Jack Lucas was the youngest recipient of the medal of honor in WWII for sacrificing himself twice.
Jack Lucas was the son of a North Carolina tobacco farmer who enlisted in the Marine Corps Reserves on August 8th, 1942. This was just eight months after the United States entered WWII, and it was immediately after the Japanese attack on the U.S. Navy base at Pearl Harbor in Hawaii.
He was 14 years old at the time. He forged his mother's signature on a parental consent form that stated that he was 17 years old, and he bribed a notary agent to sign off on it.
The 14 year old boy was shipped out to boot camp at Paris Island in South Carolina, where he eventually qualified to become a heavy machine gun crewman.

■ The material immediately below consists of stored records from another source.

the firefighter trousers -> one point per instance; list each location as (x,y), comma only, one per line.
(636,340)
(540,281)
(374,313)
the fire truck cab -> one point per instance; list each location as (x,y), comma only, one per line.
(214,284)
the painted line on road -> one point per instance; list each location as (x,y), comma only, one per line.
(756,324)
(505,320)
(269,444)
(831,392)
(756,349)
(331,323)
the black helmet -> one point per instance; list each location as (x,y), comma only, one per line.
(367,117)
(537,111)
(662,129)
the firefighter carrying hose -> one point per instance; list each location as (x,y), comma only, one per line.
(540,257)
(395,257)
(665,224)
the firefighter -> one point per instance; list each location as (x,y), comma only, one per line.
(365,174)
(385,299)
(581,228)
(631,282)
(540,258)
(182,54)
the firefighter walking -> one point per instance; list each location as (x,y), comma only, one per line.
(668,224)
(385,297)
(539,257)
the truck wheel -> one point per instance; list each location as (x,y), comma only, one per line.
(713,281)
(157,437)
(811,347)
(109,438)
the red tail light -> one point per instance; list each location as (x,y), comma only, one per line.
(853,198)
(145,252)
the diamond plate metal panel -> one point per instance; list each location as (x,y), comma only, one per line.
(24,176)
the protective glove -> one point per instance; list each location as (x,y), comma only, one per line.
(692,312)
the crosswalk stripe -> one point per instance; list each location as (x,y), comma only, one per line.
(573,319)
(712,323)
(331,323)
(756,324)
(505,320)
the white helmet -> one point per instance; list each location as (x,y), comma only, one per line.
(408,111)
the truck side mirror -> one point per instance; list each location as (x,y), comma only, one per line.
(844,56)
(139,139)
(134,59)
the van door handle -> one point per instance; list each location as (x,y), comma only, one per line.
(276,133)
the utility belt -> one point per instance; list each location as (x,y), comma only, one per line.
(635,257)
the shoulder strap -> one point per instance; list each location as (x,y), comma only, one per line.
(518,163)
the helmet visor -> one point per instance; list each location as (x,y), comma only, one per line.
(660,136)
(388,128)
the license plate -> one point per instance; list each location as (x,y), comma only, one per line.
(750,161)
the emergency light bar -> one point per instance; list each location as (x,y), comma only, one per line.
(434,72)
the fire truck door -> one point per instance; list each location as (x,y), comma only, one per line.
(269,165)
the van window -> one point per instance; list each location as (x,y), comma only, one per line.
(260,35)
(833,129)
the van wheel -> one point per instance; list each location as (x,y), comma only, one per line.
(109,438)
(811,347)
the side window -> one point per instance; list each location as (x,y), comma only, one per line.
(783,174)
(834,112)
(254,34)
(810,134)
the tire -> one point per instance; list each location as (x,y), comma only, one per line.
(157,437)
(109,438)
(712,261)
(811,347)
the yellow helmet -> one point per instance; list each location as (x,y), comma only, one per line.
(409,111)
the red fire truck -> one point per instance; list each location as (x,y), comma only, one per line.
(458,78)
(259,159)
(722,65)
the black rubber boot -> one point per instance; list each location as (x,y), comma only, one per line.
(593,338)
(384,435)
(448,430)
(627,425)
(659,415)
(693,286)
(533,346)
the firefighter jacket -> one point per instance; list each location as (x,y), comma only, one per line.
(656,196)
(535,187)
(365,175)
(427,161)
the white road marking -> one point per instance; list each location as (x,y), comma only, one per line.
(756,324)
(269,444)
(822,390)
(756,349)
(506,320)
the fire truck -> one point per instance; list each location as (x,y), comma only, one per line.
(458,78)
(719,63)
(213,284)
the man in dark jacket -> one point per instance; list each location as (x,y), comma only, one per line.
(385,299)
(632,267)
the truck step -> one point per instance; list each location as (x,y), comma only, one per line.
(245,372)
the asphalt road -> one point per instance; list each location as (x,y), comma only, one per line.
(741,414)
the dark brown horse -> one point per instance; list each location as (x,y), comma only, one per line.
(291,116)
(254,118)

Lucas was eventually shipped out to Hawaii to train on Pearl Harbor, but he stowed away on a military ship that was headed to Iwo Jima. He was declared AWOL and a price was put on his head for his return.

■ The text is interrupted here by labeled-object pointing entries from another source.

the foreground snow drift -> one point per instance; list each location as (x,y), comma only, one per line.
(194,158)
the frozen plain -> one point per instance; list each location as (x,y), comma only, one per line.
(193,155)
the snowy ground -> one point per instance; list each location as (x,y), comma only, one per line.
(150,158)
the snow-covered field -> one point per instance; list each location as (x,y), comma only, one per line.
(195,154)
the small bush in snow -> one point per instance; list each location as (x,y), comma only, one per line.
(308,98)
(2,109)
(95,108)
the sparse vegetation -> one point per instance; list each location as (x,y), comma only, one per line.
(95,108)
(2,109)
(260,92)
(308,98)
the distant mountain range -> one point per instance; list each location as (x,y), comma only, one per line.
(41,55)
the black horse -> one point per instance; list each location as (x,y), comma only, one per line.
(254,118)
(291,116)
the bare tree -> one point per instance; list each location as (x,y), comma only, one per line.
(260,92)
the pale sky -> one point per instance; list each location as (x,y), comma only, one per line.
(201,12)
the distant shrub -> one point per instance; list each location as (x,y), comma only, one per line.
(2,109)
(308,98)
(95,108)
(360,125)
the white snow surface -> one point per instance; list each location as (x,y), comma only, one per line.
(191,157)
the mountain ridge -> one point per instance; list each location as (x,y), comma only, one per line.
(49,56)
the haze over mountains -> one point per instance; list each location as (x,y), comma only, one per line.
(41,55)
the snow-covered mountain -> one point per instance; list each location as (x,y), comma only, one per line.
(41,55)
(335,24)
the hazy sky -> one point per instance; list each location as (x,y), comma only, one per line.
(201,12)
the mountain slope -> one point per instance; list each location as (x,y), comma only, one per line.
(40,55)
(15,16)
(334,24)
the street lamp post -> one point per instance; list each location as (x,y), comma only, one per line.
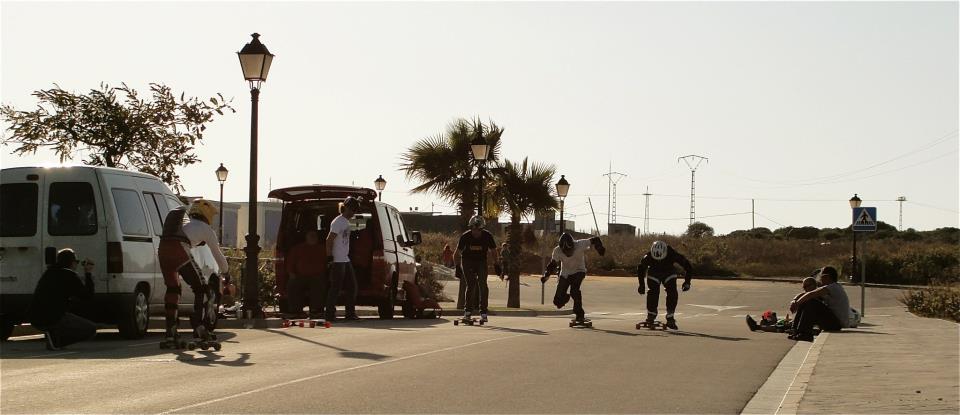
(380,185)
(563,187)
(480,148)
(255,61)
(855,203)
(221,177)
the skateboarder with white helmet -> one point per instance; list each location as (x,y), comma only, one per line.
(569,263)
(656,269)
(184,229)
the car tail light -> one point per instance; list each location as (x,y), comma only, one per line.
(114,258)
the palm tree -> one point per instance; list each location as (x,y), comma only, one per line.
(443,164)
(521,189)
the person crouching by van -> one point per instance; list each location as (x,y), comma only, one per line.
(338,256)
(51,299)
(184,229)
(306,266)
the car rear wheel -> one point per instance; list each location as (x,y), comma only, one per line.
(135,315)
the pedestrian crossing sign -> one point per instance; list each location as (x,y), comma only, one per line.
(865,219)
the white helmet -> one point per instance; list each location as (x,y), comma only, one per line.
(659,250)
(477,222)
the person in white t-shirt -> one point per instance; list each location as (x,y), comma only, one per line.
(338,256)
(184,229)
(568,262)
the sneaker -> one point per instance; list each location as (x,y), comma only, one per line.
(49,339)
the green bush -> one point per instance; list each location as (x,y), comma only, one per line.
(941,301)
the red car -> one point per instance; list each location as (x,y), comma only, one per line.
(381,250)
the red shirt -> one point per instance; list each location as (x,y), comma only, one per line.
(305,260)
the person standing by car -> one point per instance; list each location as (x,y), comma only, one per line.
(184,229)
(341,272)
(471,256)
(51,299)
(306,266)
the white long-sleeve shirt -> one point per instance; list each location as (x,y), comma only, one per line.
(199,232)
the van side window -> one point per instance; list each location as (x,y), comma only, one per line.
(18,209)
(130,211)
(72,210)
(155,216)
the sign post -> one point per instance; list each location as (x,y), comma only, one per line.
(864,220)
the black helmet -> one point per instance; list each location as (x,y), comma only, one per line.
(566,242)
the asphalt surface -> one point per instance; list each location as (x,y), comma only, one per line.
(713,364)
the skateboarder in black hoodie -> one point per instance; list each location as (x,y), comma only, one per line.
(657,268)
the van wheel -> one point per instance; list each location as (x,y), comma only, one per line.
(6,329)
(135,315)
(409,311)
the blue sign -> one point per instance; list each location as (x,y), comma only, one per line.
(864,219)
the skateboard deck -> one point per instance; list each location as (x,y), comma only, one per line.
(468,321)
(306,322)
(652,326)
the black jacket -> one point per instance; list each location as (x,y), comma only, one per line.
(51,299)
(663,268)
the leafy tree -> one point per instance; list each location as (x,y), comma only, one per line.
(699,230)
(116,127)
(443,164)
(520,189)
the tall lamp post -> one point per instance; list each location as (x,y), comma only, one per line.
(380,185)
(480,148)
(255,61)
(562,189)
(855,203)
(221,177)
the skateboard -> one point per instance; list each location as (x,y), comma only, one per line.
(306,322)
(652,326)
(468,321)
(585,323)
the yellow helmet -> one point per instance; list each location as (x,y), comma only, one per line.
(203,209)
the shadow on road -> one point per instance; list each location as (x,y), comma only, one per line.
(106,345)
(343,352)
(209,358)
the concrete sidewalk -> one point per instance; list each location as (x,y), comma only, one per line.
(895,362)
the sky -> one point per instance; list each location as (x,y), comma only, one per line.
(797,106)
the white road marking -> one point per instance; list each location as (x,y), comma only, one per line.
(719,308)
(344,370)
(49,355)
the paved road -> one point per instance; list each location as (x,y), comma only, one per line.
(513,365)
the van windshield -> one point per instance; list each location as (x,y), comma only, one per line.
(72,209)
(18,209)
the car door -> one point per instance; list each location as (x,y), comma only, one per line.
(21,235)
(73,212)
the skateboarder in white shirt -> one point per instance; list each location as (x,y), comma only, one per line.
(569,257)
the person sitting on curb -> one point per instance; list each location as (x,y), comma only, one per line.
(826,307)
(770,324)
(51,300)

He was eventually captured, but instead of being punished, he was allowed to go out to war (this was what he wanted to do in the first place).

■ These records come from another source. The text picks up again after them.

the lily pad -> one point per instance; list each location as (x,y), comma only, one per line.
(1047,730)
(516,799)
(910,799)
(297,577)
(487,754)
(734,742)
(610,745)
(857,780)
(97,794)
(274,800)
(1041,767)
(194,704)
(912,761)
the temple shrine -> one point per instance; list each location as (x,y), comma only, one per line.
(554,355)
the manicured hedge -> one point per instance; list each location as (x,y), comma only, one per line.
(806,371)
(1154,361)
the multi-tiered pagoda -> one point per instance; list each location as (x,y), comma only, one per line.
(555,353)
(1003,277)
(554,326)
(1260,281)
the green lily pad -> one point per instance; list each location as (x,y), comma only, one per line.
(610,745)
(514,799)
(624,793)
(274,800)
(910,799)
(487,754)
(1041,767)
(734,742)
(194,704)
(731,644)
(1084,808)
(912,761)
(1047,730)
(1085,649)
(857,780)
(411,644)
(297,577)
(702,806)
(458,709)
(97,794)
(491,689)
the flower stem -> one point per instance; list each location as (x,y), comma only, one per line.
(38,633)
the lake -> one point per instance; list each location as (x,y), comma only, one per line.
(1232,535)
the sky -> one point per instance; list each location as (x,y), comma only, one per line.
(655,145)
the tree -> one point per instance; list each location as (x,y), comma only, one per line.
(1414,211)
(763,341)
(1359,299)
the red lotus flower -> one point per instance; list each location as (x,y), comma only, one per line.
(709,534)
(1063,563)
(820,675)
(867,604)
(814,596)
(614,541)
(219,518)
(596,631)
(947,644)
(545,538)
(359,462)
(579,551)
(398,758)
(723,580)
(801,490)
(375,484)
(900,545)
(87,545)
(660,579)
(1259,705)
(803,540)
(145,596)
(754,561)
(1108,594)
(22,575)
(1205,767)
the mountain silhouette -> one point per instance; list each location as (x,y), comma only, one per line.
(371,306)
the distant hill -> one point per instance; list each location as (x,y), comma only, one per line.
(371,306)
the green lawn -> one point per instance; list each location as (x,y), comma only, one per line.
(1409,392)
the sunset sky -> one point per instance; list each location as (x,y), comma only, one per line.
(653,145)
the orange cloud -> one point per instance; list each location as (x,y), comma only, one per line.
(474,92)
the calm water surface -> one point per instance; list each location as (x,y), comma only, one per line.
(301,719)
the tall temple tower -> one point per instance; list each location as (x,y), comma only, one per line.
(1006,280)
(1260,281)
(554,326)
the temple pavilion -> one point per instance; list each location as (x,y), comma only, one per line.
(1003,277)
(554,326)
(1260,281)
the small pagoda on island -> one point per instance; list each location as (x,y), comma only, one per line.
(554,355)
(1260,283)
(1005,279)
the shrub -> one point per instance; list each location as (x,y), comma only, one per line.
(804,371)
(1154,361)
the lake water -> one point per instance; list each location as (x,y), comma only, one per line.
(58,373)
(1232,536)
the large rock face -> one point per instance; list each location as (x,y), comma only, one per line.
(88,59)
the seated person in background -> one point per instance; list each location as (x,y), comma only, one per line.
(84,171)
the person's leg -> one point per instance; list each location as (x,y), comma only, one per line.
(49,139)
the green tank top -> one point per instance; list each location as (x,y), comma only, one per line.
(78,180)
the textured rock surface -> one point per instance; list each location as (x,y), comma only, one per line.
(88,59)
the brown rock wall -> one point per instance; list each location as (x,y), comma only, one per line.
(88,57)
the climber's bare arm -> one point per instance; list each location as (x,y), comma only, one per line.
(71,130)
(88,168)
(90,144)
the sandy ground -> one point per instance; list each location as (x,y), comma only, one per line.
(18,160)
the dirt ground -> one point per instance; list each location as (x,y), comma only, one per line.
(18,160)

His battalion stormed the beach of Iwo Jima. He was in the third wave of soldiers to exit the shore. He had opened fire on the Japanese forces, but his gun quickly jammed, forcing him to drop his defenses and peer at the ground.
There, he saw two grenades active and sitting beneath him. He hit the deck and swept the grenades under his body. Only one went off, and it miraculously didn't kill him. He was lifted off the beach and he received a medal of honor just hours after his 17th birthday.